Как застревает палец между створок,
так нас сдавило «быть или не быть»
и прочих неподъёмных мыслей ворох.

Сдавили две великих красоты-
небесной сини, океанской шири.
На месте прищемления – кресты.
Нам ими грудь украсили, расшили.

Сдавила обстоятельств череда-
обиды давят, давят и обеды.
Так много ссадин принесла беда.
Так тяжела тщеславному победа.

Сдавили русских Запад и Восток.
А юг и север довершали муку.
Когда отбудем ущемленья срок –
мир призовёт Москвы гонимой руку.

Саднит, болит, горит, кричит душа.
Но только размыкаются тисочки-
окажется жизнь страшно хороша.
Бьют молоточки радости в височки…

Военных украшают синяки,
как синие озёра мирозданье.
Страдав, создать империю, стихи –
бездомных душ домашнее заданье.

 

ВОСПОМИНАНИЕ ОБ АВАРИИ 16 АВГУСТА 2008 ГОДА

В моём пути была авария.
Железо от железа скорчилось.
Уменье видеть, разговаривать
уменьшилось, но не закончилось.

Кровь пролилась не за великое,
но всё же ради обновления.
Траву сухую с повиликою
скосило вихрем торможения.

Сбежались зрители, виновники
незримые, а также зримые.
Вертелся шар земной неновенький.
Почувствовали боль любимые.

Прохлада утренняя августа
смягчала жар разгорячённости.
Речушка жизни пела радостно,
пробив болото обречённости.

Потом уж скорая с милицией
умножили весёлость выживших
работой над страховкой, лицами,
от грани погребенья прибывших.

Жизнь – состоянье аварийное
Всё мнётся, трескается, рушится.
Мир – топь акульно-малярийная,
пожар, что никогда не тушится.

Поэтому воспримем трепетно
свой каждый шаг без переломности.
А в час, в который смерть отмерена,
вздохнём про райские бездонности.

Преображенье – вещь привычная
для жизни тайнами струящейся.
Вот тьма, вот клеточка обычная,
вот эмбрион… вот сын учащийся.

Лицо, что так обезображено
то гневом, то тоской, то водкою,
вдруг милостью обеззаражено,
украшено улыбкой кроткою.

Пустырь загаженный, заброшенный
стал садиком трудами дедушки.
Плешивый пёс неуничтоженный
возрос в красавца у соседушки.

Дома’ со смрадом, с тараканами,
со стенками в подтёках ржавчины,
с поломанными напрочь кранами
почти в дворцы переиначены.

Речь неприличная, жаргонная,
такая – хоть иконы вынеси
болезней «сваркою аргонною»
очищена от адской примеси.

А как чудесно стало семечко
подсолнухом, арбузом, тыквою.
Потерпим небольшое времечко.
Всё переменится молитвою.

Страна с закрывшимися храмами,
с сердцами хмурыми, закрытыми
отцами добрыми и храбрыми
влечётся к Свету через рытвины.

А дальше смерть-преображенница
всех сделает иными, новыми.
Нас мелет жизненная мельница,
чтоб быть нежёсткими, готовыми.

Поэтому на праздник в августе
попросим в мудрой сокрушённости
преображающей всеблагости,
всерадостной преображённости!

 

НА ДЕНЬ ПАМЯТИ ВЕЛИКОМУЧЕНИКА ЦЕЛИТЕЛЯ ПАНТЕЛЕЙМОНА

Много в человеке есть
точек боли – кочек счастью.
Так прижмёт – не встать, не сесть,
не одеться, не поесть,
трудно двинуть каждой частью.

Не болеет ангел.

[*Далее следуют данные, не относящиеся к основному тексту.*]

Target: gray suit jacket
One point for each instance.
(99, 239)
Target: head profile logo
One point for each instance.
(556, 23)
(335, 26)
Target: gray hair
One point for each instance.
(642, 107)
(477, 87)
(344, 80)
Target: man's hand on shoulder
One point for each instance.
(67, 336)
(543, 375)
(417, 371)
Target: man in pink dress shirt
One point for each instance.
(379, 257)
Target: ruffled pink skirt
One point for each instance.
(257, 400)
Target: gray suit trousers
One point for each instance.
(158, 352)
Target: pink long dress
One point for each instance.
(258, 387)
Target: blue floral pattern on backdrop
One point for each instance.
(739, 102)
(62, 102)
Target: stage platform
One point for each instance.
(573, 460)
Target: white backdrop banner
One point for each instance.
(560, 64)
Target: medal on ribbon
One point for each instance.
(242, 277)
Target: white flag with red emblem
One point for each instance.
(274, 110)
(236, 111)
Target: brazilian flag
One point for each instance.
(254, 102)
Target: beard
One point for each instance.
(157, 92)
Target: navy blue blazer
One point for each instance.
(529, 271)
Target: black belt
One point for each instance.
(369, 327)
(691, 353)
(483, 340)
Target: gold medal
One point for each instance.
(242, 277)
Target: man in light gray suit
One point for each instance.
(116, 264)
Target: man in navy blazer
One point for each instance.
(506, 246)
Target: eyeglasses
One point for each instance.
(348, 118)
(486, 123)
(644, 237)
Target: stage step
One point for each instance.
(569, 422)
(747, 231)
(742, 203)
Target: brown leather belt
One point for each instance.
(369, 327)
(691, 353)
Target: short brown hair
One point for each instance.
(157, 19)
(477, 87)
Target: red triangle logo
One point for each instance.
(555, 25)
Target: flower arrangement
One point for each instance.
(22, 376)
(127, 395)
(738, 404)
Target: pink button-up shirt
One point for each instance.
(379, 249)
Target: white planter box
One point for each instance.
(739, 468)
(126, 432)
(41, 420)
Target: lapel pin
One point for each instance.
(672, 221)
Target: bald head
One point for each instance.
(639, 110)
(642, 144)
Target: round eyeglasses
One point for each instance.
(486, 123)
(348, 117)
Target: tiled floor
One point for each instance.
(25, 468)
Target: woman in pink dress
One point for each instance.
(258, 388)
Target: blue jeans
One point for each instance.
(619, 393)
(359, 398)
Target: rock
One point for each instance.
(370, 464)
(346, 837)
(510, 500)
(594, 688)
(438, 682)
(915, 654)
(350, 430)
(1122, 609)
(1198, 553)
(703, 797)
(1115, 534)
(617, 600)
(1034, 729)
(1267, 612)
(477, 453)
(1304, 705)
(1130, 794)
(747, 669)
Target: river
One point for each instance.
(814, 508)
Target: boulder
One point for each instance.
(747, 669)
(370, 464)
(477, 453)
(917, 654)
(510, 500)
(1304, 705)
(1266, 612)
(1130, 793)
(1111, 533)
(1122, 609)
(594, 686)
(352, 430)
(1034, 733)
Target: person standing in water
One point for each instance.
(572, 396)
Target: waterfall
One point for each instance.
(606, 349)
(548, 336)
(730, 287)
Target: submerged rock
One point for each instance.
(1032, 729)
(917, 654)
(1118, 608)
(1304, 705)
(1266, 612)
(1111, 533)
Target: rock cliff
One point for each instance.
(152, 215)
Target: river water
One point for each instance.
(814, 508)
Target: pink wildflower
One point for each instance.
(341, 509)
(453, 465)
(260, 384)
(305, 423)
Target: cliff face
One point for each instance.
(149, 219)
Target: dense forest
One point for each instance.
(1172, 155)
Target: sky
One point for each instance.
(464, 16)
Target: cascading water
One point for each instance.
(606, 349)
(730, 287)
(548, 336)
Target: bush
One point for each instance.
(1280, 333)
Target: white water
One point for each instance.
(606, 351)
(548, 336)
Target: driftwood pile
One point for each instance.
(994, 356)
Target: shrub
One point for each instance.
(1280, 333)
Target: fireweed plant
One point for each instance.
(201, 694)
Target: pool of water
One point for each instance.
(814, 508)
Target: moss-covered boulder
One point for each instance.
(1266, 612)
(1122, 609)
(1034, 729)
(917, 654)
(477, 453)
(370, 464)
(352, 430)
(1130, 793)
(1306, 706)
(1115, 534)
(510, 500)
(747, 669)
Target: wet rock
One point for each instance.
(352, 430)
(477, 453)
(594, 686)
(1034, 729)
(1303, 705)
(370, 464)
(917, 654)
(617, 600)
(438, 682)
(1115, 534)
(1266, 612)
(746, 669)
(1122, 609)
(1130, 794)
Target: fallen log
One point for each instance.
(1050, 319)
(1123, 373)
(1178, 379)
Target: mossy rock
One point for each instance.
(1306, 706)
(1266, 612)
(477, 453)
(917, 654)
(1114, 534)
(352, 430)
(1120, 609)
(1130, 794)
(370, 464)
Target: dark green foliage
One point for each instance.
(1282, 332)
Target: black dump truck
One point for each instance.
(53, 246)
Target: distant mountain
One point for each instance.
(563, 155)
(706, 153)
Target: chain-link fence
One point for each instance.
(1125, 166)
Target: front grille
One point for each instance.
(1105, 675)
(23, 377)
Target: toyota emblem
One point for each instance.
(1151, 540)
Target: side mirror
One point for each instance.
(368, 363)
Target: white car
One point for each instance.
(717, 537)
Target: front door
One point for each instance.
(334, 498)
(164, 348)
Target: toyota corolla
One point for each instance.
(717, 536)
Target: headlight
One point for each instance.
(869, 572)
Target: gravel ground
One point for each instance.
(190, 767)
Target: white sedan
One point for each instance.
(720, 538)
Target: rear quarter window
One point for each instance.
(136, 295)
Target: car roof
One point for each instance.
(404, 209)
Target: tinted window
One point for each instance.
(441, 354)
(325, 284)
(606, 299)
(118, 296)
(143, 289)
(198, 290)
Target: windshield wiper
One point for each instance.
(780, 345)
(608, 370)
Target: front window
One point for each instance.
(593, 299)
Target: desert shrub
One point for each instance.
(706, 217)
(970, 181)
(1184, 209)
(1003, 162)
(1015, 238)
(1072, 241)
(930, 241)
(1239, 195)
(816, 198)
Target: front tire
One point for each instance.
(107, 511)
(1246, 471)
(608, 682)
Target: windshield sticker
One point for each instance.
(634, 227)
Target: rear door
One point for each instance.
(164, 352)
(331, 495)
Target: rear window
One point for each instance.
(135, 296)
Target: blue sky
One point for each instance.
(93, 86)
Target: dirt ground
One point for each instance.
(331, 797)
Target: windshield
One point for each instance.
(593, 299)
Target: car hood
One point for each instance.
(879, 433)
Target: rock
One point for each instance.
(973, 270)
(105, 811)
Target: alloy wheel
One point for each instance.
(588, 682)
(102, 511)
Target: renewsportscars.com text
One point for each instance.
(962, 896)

Зверь
лишь немного перед смертью.
Мы ж – круговорот потерь,
то потей, то пульс померь,
то терпи, как зубы сверлят.

Всюду белые халаты,
вереницы из больниц,
переполнены палаты,
перетрачены зарплаты
на врачей из-за границ.

Ранит пища, ранит холод,
ранит лёжка, ранит бег,
ранят змеи, ранит голод,
ранит потрясений молот,
ранит близкий человек.

Боли мозга, боли почек,
боль ушная, боль зубов.
Где найти такой цветочек
для заварки, для примочек,
чтобы всякий стал здоров?

Да не просто боль… То слабость,
то сморкание, то зуд,
то удушливая тяжесть,
то ещё какая гадость
нас настойчиво грызут.

Это школа, это битва,
это милость, это крест.
Грех срезает боли бритва,
бьёт гордыню страха бита.
Близок в вечность переезд.

Пантеле’ймон исцелитель
вмиг умеет исцелять.
Но придёт как примиритель,
исправи’тель, научитель
боль сокровищем считать.

 

НА ДЕНЬ ПАМЯТИ СВЯТИТЕЛЯ ТИХОНА ЗАДОНСКОГО

Святитель Тихон кроток стал, трудясь
в прополке сердца, перепашке мысли.
А нас накрыла осужденья грязь,
обидчивости помыслы загрызли.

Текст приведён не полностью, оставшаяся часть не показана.